Let’s play a game with a single, ordinary die. The goal is to get each of the numbers 1 through 6, in any order, in exactly six rolls. If you lose – you roll a number you previously rolled – then you give me \$1. If you win, by rolling all six numbers, then I give you \$10.

I’m trying to determine what the prize for winning should be. Would you play for \$10? For \$100? I think I have determined the probability of winning to be about 1.54%, which would suggest a prize of about \$65 if the game is to be a fair game.

I am expecting this to be wrong, but this is how I determined the determined the probability of winning. On the first roll, you cannot lose; any result will allow you to roll again. On the second roll, there is a $\frac{1}{6}$ probability of losing by rolling what was previously rolled. This suggests the second roll has a $\frac{5}{6}$ probability of success (allowing you to roll again). Likewise, the third roll has a $\frac{2}{6}$ probability of rolling a duplicate, so the third roll has a $\frac{2}{3}$ probability of winning. Following this logic through, the probability of winning is $\frac{5}{6} \cdot \frac{2}{3} \cdot \frac{1}{2} \cdot \frac{1}{3} \cdot \frac{1}{6} = \frac{10}{648} = \frac{5}{324} \approx 0.0154 = 1.54\%$. Does that seem right to you?
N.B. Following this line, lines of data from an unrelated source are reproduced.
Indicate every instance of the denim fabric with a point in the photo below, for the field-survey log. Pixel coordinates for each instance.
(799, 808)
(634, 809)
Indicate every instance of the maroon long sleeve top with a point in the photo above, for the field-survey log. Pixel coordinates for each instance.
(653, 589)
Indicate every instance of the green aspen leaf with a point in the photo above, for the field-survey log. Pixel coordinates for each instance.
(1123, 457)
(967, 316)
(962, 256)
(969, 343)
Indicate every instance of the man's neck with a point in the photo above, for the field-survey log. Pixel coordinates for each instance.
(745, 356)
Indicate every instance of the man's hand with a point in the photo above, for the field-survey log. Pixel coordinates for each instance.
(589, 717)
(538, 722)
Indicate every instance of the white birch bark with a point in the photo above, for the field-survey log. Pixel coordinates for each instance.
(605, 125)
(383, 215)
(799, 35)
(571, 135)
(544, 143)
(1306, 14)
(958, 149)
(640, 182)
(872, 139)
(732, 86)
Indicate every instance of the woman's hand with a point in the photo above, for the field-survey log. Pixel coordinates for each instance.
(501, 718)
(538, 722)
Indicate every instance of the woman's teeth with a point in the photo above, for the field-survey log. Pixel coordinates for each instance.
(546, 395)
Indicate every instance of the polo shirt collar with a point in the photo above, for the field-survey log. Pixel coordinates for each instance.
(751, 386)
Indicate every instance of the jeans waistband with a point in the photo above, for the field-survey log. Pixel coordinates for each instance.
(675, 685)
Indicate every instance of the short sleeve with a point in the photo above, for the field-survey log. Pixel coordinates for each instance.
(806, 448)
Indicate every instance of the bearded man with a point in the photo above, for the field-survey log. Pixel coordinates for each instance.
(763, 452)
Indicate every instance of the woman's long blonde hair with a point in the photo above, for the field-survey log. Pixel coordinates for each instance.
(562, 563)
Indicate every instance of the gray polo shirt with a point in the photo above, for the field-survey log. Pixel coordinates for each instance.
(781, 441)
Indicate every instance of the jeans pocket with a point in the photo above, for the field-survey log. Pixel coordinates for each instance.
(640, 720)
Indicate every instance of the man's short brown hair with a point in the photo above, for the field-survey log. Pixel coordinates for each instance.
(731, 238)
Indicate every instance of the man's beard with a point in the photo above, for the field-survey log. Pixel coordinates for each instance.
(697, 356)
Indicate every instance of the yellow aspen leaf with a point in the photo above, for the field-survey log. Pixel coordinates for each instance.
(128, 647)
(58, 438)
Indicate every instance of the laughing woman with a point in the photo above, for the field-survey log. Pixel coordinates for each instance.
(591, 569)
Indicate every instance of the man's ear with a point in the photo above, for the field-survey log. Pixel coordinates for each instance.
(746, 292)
Yes, that is the right answer and your argument is valid. Here is another way of thinking about the problem.

How many 'winning' outcomes are there? To win, we need the numbers $1, 2, \ldots, 6$ in some order, so there are $6!$ winning outcomes.

How many outcomes are there? Each roll has $6$ outcomes, and all the rolls are independent, so there are $6^6$ possible outcomes.

Hence the answer is $\frac{6!}{6^6} = \frac{5}{324}$.

It's worth noting that if you don't reduce your fractions, your calculation becomes $\frac{5}{6} \times \frac{4}{6} \times \cdots \times \frac{1}{6}$ and then it is clear that the answers are the same.